In a 2015 story that seemed to encapsulate the death of expertise, an eighth grader named Rebecca Fried claimed that Jensen was wrong, not least because of research she did on Google. She was respectful, but determined. “He has been doing scholarly work for decades before I was born, and the last thing I want to do was show disrespect for him and his work,” she said later. It all seemed to be just another case of a precocious child telling an experienced teacher—an emeritus professor of history, no less—that he had not done his homework. As it turns out, she was right and he was wrong. Such signs existed, and they weren’t that hard to find. For years, other scholars had wrestled with Jensen’s claims, but they fought with his work inside the thicket of professional historiography. Meanwhile, outside the academy, Jensen’s assertion was quickly accepted and trumpeted as a case of an imagined grievance among Irish-Americans. (Vox, of course, loved the original Jensen piece.)
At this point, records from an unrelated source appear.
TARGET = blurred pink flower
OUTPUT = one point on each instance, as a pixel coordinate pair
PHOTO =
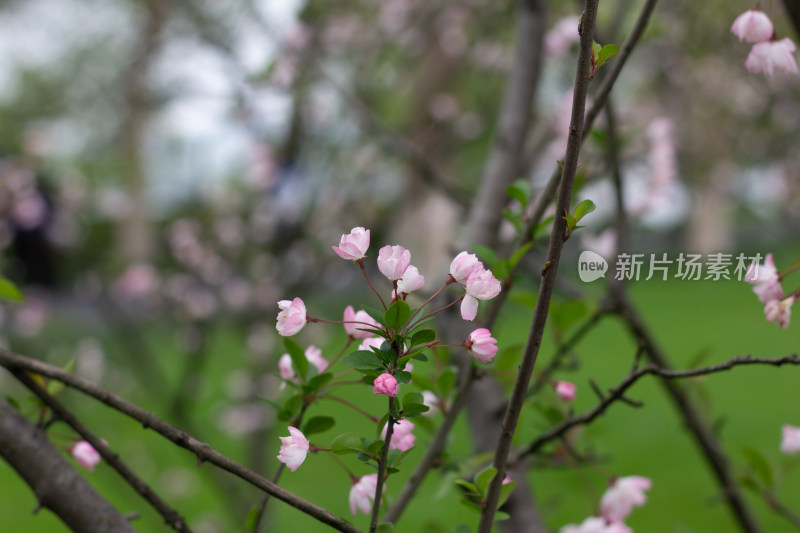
(482, 345)
(353, 320)
(292, 317)
(393, 261)
(752, 26)
(294, 449)
(85, 455)
(481, 285)
(790, 443)
(622, 496)
(767, 57)
(402, 438)
(385, 384)
(779, 311)
(565, 390)
(411, 281)
(362, 493)
(765, 279)
(463, 265)
(353, 245)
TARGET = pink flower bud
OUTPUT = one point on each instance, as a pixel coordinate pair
(294, 449)
(463, 265)
(482, 345)
(393, 261)
(411, 281)
(385, 384)
(354, 245)
(770, 56)
(292, 317)
(353, 320)
(753, 26)
(790, 443)
(363, 493)
(402, 438)
(85, 455)
(565, 390)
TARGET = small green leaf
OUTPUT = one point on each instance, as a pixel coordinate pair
(397, 315)
(347, 443)
(298, 356)
(9, 291)
(485, 477)
(318, 424)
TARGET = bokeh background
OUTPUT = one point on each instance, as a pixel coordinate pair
(170, 169)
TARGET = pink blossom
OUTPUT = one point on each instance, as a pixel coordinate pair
(85, 455)
(622, 496)
(411, 281)
(354, 245)
(402, 438)
(790, 443)
(362, 493)
(779, 311)
(481, 285)
(765, 279)
(292, 317)
(353, 320)
(463, 265)
(482, 345)
(393, 261)
(565, 390)
(385, 384)
(753, 26)
(767, 57)
(294, 449)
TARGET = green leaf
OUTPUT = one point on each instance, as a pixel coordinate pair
(583, 209)
(606, 53)
(252, 516)
(298, 356)
(347, 443)
(759, 465)
(423, 337)
(318, 424)
(397, 315)
(9, 291)
(485, 477)
(363, 360)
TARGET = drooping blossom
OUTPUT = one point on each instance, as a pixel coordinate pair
(385, 384)
(481, 285)
(294, 449)
(393, 261)
(463, 265)
(770, 56)
(779, 311)
(565, 390)
(790, 443)
(481, 345)
(753, 26)
(402, 438)
(292, 317)
(85, 454)
(622, 496)
(362, 493)
(411, 281)
(353, 320)
(765, 279)
(354, 245)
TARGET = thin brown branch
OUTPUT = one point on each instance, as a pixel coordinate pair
(202, 451)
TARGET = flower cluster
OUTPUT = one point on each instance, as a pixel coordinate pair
(616, 505)
(766, 282)
(769, 54)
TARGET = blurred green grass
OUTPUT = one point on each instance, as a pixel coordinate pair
(717, 319)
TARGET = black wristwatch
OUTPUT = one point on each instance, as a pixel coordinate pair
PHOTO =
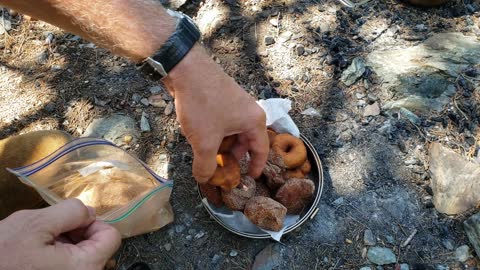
(186, 34)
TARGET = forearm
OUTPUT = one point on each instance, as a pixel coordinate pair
(131, 28)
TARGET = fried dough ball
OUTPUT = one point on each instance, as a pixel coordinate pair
(227, 144)
(262, 190)
(295, 173)
(265, 213)
(295, 194)
(236, 198)
(227, 174)
(291, 150)
(274, 175)
(212, 193)
(306, 167)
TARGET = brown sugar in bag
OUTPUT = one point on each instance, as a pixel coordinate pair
(123, 190)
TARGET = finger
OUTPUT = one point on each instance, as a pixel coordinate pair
(204, 159)
(241, 147)
(101, 242)
(65, 216)
(258, 147)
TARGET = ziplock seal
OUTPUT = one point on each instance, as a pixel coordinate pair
(68, 148)
(139, 203)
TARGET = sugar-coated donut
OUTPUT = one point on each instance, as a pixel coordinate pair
(306, 167)
(291, 150)
(212, 193)
(294, 173)
(227, 174)
(271, 136)
(236, 198)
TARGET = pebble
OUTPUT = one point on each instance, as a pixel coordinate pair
(368, 238)
(269, 40)
(144, 101)
(136, 97)
(144, 125)
(199, 235)
(179, 228)
(157, 101)
(381, 255)
(300, 50)
(169, 109)
(462, 253)
(371, 110)
(155, 90)
(360, 95)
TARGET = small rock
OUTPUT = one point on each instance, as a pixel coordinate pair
(169, 109)
(5, 25)
(339, 201)
(179, 228)
(413, 118)
(353, 72)
(410, 161)
(285, 36)
(144, 101)
(42, 58)
(268, 259)
(199, 235)
(421, 28)
(472, 229)
(274, 22)
(368, 238)
(113, 128)
(144, 125)
(371, 110)
(128, 139)
(269, 40)
(381, 255)
(462, 253)
(136, 97)
(300, 50)
(157, 101)
(454, 180)
(155, 90)
(360, 95)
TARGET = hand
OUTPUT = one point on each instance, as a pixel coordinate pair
(211, 106)
(63, 236)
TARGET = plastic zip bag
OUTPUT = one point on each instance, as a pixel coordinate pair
(123, 190)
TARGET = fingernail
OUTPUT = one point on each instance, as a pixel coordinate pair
(91, 211)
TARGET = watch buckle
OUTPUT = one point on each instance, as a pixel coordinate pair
(157, 66)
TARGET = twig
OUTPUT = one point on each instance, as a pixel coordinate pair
(407, 241)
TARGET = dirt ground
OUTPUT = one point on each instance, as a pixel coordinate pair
(50, 79)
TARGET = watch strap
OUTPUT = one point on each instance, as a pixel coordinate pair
(173, 51)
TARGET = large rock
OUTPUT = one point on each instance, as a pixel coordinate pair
(472, 229)
(455, 181)
(114, 128)
(423, 76)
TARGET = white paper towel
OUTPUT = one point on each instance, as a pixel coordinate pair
(276, 110)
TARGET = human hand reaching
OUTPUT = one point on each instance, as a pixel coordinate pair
(210, 105)
(63, 236)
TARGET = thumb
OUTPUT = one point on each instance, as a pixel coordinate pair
(66, 216)
(204, 160)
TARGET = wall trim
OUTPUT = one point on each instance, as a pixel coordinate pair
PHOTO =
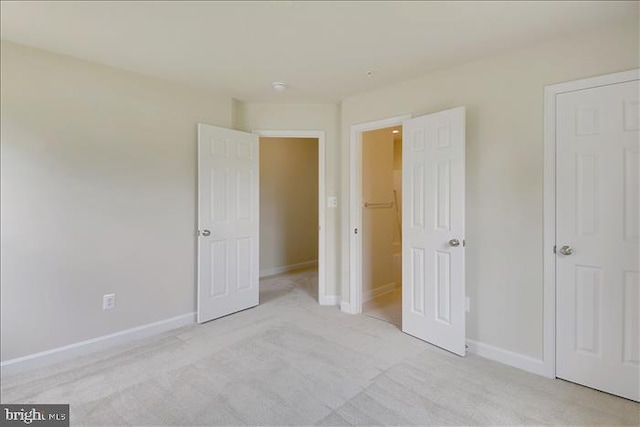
(286, 268)
(60, 354)
(332, 300)
(549, 202)
(379, 291)
(345, 307)
(507, 357)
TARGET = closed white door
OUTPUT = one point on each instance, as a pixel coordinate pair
(433, 286)
(597, 257)
(228, 220)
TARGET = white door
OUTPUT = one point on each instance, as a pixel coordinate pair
(433, 286)
(228, 220)
(598, 333)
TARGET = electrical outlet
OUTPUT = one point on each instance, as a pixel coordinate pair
(109, 302)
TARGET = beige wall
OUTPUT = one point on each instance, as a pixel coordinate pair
(378, 224)
(320, 117)
(288, 202)
(99, 184)
(504, 100)
(98, 196)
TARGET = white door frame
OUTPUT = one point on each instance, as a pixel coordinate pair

Young Rebecca, however, did what a sensible person would: she started looking through databases of old newspapers. She found the signs, as the Daily Beast later reported, “collecting a handful of examples, then dozens, then more. She went to as many newspaper databases as she could. Then she thought, somebody had to have done this before, right?” As it turned out, neither Jensen nor anyone else had apparently bothered to do this basic fact-checking. Jensen later fired back, trying to rebut the work of a grade-schooler by claiming that he was right but that he could have been more accurate in his claims. Debate over his thesis, as the Smithsonian magazine later put it, “may still be raging in the comments section” of various Internet lists, but Fried’s work proves “that anyone with a curious mind and a nose for research can challenge the historical status quo.” Miss Fried, for her part, has now entered high school with a published piece in the Journal of Social History.